TraQuLA: Transparent Question Answering Over RDF Through Linguistic Analysis

Published: 01 Jan 2024, Last Modified: 07 Oct 2024ICWE 2024EveryoneRevisionsBibTeXCC BY-SA 4.0
Abstract: Answering complex questions over knowledge graphs has gained popularity recently. Systems based on large language models seem to achieve top performance. However, these models may generate content that looks reasonable but is incorrect. They also lack transparency, making it impossible to exactly explain why a particular answer was generated. To tackle these problems we present the TraQuLA (Transparent QUestion-answering through Linguistic Analysis) system – a rule-based system developed through linguistic analysis of datasets of complex questions over DBpedia and Wikidata. TraQuLA defines a question’s type and extracts its semantic component candidates (named entities, properties and class names). For the extraction of properties, whose natural language verbalisations are most diverse, we built an extensive database which matches DBpedia/Wikidata properties to natural language expressions, allowing linguistic variation. TraQuLA generates semantic parses for the components and ranks them by each question’s structure and morphological features. The ranked parses are then analysed top down according to their patterns, also noting linguistic aspects, until a solution is found and a SPARQL query is produced.

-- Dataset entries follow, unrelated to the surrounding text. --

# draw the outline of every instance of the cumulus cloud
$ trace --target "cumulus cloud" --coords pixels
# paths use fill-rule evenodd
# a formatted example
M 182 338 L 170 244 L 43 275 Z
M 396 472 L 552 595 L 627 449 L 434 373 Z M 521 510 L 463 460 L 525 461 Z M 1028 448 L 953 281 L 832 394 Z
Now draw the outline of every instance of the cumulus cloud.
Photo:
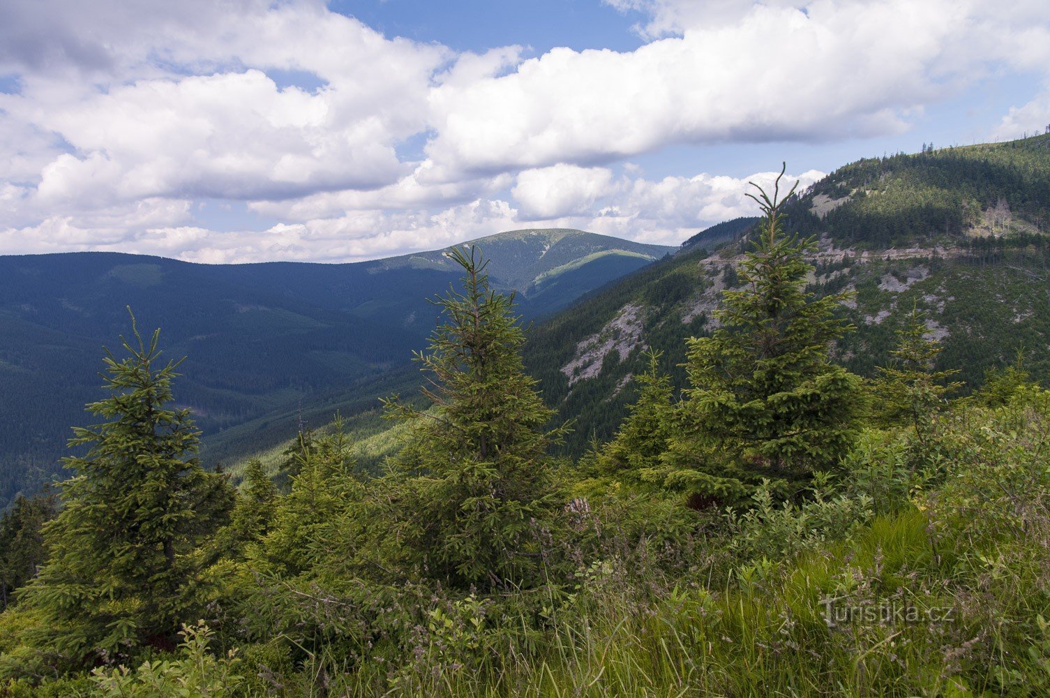
M 511 193 L 525 219 L 555 219 L 587 211 L 611 185 L 609 169 L 559 164 L 521 172 Z
M 640 13 L 644 45 L 457 53 L 322 0 L 0 3 L 0 252 L 336 261 L 539 225 L 677 243 L 753 210 L 747 182 L 614 166 L 897 134 L 989 76 L 1050 79 L 1044 0 L 593 1 Z M 995 135 L 1043 128 L 1048 95 Z M 270 220 L 209 230 L 216 200 Z

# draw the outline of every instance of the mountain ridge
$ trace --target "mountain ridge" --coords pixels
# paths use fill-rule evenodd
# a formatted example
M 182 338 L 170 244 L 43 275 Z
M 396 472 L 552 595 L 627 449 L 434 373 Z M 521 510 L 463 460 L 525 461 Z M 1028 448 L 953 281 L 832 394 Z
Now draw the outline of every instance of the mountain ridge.
M 531 276 L 520 284 L 526 317 L 550 314 L 673 250 L 583 231 L 556 234 L 573 241 L 560 253 L 581 264 L 540 286 Z M 564 266 L 556 256 L 541 262 L 543 235 L 531 238 L 482 239 L 489 248 L 483 252 L 497 255 L 492 270 L 509 266 L 501 255 L 530 260 L 533 276 Z M 442 251 L 427 254 L 443 261 Z M 597 252 L 609 253 L 585 259 Z M 428 300 L 458 278 L 440 264 L 387 267 L 385 260 L 210 265 L 122 252 L 0 256 L 0 389 L 20 396 L 0 405 L 0 508 L 22 489 L 14 471 L 36 470 L 36 479 L 45 479 L 65 455 L 69 427 L 84 423 L 84 405 L 97 398 L 103 345 L 130 330 L 127 306 L 141 328 L 162 328 L 168 355 L 189 357 L 176 396 L 206 435 L 252 420 L 287 434 L 296 424 L 289 415 L 303 403 L 313 413 L 312 403 L 327 405 L 333 390 L 405 366 L 434 328 Z M 496 275 L 494 282 L 503 290 L 516 285 Z M 279 415 L 287 425 L 268 424 Z

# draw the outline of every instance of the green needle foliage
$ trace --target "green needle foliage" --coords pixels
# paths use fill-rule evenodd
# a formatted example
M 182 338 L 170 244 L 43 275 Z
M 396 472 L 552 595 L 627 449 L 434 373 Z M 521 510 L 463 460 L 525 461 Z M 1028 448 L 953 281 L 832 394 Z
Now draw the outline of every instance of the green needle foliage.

TraQuLA outperforms the existing baseline systems on the LC-QuAD 1.0 and competes with ChatGPT-based systems on LC-QuAD 2.0. For the LC-QuAD 1.0 test set, we developed an evaluation approach that accepts multiple ways to answer the questions (some ignored by the dataset) and curated some errors. TraQuLa contains no “black boxes” of neural networks or machine learning and makes its answer construction traceable. Users can therefore better rely on them and assess their correctness.